And as you highlighted, the LLM might not even be the right choice there. It’s a funny thing. When I talk to companies and they pitch me ideas and come to me and tell me things, right? Then you can tell who knows their stuff and who doesn’t.

If they throw LLM on everything, it’s like, hmm. You probably don’t understand technology, right? Yeah. We’re getting a bit off here to our topic, but I think just to highlight now, I mean, there are limitations.

And I think this is a good leeway into the next one. We see challenges, right? I mean, you spoke about GPUs or hardware, this being very, very expensive. Last time we touched upon proprietary data.

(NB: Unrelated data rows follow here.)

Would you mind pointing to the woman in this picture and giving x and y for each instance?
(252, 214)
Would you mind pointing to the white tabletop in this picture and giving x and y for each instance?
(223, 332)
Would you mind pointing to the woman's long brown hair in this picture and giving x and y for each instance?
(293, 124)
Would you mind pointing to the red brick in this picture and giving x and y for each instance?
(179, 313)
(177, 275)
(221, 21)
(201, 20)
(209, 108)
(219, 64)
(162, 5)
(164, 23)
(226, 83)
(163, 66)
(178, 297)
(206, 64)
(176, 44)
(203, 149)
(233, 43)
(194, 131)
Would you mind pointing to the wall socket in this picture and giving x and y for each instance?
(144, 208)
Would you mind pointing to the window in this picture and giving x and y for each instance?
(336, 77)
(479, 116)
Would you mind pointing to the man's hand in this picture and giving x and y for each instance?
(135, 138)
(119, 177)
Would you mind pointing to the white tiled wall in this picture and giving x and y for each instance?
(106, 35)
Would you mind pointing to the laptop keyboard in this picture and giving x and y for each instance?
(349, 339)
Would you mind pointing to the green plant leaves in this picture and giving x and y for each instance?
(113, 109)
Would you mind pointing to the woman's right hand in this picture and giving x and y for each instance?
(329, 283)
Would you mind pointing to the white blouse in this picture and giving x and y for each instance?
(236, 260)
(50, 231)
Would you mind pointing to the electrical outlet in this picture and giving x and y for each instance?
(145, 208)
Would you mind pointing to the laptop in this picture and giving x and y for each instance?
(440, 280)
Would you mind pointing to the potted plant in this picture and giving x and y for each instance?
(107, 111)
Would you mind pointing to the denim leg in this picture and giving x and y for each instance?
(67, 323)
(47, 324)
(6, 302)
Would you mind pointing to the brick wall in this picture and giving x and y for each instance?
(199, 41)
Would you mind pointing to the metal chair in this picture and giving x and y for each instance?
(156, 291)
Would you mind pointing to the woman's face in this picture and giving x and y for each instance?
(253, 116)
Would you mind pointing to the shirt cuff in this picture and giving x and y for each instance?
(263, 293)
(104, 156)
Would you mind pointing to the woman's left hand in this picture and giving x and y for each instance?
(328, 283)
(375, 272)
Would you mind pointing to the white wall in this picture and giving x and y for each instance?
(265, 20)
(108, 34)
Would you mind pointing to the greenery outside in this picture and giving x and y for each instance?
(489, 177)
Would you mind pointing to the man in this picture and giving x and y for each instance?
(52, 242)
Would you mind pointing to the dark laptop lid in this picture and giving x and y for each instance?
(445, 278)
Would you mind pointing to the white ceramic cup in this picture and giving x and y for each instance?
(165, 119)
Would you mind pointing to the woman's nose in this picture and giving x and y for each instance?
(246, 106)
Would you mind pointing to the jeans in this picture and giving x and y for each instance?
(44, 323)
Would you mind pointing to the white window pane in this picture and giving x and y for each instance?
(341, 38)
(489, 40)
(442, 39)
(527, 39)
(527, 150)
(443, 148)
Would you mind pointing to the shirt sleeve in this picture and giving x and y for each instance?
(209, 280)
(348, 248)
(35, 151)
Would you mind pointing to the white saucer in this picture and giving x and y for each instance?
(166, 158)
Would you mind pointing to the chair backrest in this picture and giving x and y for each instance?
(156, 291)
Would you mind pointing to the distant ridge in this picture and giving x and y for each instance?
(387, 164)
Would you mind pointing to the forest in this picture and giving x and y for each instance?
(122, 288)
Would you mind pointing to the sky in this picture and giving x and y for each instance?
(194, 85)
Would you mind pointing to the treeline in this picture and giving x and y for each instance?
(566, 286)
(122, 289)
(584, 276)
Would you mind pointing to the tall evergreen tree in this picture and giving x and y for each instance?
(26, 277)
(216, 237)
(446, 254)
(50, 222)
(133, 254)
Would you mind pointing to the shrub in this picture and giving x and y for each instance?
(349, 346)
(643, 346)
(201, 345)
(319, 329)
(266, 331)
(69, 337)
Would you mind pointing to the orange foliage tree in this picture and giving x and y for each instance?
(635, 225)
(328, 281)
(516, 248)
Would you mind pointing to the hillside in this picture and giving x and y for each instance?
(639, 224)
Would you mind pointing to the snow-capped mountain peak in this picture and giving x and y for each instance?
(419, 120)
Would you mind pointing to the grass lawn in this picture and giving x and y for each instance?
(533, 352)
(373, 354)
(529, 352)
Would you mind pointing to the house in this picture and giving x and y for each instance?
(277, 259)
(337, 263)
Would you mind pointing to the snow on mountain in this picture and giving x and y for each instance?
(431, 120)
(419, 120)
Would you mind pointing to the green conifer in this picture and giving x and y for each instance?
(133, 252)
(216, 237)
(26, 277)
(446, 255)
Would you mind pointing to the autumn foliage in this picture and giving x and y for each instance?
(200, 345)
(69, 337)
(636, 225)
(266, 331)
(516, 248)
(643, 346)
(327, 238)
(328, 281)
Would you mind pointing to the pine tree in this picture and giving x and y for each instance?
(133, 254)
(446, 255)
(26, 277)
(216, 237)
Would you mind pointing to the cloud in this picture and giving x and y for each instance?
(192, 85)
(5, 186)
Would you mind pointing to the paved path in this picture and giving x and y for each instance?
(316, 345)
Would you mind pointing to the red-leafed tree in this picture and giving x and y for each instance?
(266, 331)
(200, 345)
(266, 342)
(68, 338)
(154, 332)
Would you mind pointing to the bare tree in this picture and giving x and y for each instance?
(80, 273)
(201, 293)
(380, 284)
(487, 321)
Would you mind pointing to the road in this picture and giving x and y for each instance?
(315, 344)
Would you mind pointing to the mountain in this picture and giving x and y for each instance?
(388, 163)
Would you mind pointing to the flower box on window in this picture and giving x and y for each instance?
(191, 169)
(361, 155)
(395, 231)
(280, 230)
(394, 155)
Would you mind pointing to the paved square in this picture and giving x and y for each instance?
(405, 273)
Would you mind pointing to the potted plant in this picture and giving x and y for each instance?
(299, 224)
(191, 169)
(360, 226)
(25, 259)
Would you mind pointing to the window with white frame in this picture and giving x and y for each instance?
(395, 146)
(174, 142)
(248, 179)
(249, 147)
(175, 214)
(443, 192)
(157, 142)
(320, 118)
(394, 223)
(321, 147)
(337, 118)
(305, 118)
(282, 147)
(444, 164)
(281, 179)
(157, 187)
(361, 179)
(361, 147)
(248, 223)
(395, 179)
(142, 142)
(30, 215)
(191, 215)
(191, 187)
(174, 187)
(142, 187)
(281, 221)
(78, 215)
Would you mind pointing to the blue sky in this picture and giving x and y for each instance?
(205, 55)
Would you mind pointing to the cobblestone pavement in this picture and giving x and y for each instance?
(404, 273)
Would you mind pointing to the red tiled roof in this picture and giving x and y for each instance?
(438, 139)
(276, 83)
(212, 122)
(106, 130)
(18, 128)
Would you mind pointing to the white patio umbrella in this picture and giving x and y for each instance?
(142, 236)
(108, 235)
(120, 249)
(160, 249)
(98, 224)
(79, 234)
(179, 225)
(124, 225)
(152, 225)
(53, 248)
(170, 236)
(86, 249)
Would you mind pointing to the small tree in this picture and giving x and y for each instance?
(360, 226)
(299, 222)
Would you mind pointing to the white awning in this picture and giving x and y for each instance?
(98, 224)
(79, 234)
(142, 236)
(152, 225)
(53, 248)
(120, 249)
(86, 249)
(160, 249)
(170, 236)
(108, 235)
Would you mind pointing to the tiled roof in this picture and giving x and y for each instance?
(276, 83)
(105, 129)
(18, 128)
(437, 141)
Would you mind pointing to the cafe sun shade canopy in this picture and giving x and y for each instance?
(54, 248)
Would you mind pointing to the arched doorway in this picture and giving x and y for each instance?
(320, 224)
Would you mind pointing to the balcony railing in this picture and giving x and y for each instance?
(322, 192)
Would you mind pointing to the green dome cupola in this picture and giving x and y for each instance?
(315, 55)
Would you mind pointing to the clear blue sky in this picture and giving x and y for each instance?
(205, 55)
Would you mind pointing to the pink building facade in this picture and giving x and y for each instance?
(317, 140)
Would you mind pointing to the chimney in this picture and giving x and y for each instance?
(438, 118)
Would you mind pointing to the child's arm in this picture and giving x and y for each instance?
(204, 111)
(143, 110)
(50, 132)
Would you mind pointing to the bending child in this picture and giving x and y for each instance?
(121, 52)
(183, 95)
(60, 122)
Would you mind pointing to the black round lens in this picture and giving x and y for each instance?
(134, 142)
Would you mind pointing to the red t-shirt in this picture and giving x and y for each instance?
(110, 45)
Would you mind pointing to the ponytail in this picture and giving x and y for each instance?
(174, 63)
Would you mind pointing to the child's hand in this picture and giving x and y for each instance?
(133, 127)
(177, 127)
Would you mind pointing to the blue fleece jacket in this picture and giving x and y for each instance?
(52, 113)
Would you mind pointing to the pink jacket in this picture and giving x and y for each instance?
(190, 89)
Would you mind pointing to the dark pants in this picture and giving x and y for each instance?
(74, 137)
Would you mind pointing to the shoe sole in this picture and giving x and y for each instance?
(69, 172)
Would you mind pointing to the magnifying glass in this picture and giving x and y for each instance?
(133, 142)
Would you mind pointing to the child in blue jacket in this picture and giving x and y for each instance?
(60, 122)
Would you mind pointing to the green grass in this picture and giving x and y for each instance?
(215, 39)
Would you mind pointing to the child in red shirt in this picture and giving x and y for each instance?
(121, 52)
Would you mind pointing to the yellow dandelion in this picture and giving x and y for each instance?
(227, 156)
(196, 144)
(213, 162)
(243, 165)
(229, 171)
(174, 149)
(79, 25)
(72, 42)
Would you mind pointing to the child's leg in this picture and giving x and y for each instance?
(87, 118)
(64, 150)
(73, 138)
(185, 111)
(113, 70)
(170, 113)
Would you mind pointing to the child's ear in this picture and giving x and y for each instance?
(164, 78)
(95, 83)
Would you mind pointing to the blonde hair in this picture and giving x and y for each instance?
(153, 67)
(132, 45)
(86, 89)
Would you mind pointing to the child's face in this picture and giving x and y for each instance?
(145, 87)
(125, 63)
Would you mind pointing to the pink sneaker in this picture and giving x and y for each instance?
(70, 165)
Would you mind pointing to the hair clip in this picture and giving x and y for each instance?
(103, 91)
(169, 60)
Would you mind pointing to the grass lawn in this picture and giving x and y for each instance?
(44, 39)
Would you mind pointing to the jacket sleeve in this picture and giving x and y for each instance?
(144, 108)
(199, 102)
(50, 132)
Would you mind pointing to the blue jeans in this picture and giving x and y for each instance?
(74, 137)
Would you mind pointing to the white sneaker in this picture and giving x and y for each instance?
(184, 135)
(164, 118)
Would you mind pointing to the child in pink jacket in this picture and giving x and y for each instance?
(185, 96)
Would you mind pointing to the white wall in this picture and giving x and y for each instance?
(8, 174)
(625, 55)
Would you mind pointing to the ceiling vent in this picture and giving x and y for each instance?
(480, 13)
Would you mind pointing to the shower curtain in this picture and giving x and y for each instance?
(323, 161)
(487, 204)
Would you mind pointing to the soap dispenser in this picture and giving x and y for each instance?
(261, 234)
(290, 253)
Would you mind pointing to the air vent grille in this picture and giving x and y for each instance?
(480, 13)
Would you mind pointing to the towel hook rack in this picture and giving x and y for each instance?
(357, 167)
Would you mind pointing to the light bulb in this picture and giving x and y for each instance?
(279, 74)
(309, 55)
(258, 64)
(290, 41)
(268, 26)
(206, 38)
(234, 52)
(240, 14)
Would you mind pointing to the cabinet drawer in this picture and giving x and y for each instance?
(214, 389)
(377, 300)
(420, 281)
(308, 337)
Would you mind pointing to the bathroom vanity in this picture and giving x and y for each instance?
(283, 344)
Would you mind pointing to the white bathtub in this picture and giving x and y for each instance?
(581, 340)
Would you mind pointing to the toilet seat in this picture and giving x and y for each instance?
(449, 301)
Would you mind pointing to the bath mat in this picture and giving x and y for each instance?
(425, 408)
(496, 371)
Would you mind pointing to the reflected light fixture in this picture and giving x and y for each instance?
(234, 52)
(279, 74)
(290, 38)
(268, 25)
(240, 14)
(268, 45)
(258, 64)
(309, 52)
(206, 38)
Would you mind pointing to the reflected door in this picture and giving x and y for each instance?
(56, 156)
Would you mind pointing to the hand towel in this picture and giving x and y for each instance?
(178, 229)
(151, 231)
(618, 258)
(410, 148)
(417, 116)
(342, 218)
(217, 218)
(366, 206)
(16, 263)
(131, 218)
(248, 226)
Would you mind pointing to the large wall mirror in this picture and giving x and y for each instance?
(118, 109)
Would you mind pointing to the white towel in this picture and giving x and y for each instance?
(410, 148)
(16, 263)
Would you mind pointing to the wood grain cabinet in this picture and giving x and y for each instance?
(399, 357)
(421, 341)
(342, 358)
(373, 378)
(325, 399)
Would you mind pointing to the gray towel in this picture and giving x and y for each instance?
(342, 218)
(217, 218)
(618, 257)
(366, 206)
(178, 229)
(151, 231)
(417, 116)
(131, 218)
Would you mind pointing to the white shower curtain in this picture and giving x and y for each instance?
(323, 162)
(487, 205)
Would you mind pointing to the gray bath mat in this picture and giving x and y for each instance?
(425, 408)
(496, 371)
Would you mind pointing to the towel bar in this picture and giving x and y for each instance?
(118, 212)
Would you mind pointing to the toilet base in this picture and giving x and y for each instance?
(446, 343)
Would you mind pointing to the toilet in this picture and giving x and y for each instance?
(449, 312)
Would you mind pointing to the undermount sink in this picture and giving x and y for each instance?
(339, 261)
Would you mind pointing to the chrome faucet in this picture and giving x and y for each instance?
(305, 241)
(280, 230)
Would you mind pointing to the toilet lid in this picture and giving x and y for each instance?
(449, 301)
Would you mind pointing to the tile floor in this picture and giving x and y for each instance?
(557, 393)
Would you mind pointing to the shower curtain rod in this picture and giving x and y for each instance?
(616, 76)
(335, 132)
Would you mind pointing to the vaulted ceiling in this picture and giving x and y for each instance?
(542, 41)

I mean, still, if you don’t have the data, what shall the model do? I can’t answer it because it doesn’t know. It simply doesn’t know. What else do we see as limitations at the moment?

I think the main one is GPU response times. LLMs take a long time. So you see actually now all the companies trying to iterate around. There was yesterday, I recall another announcement on it, which was actually pretty neat of kind of saying, how can we do this in a one iteration answer, right?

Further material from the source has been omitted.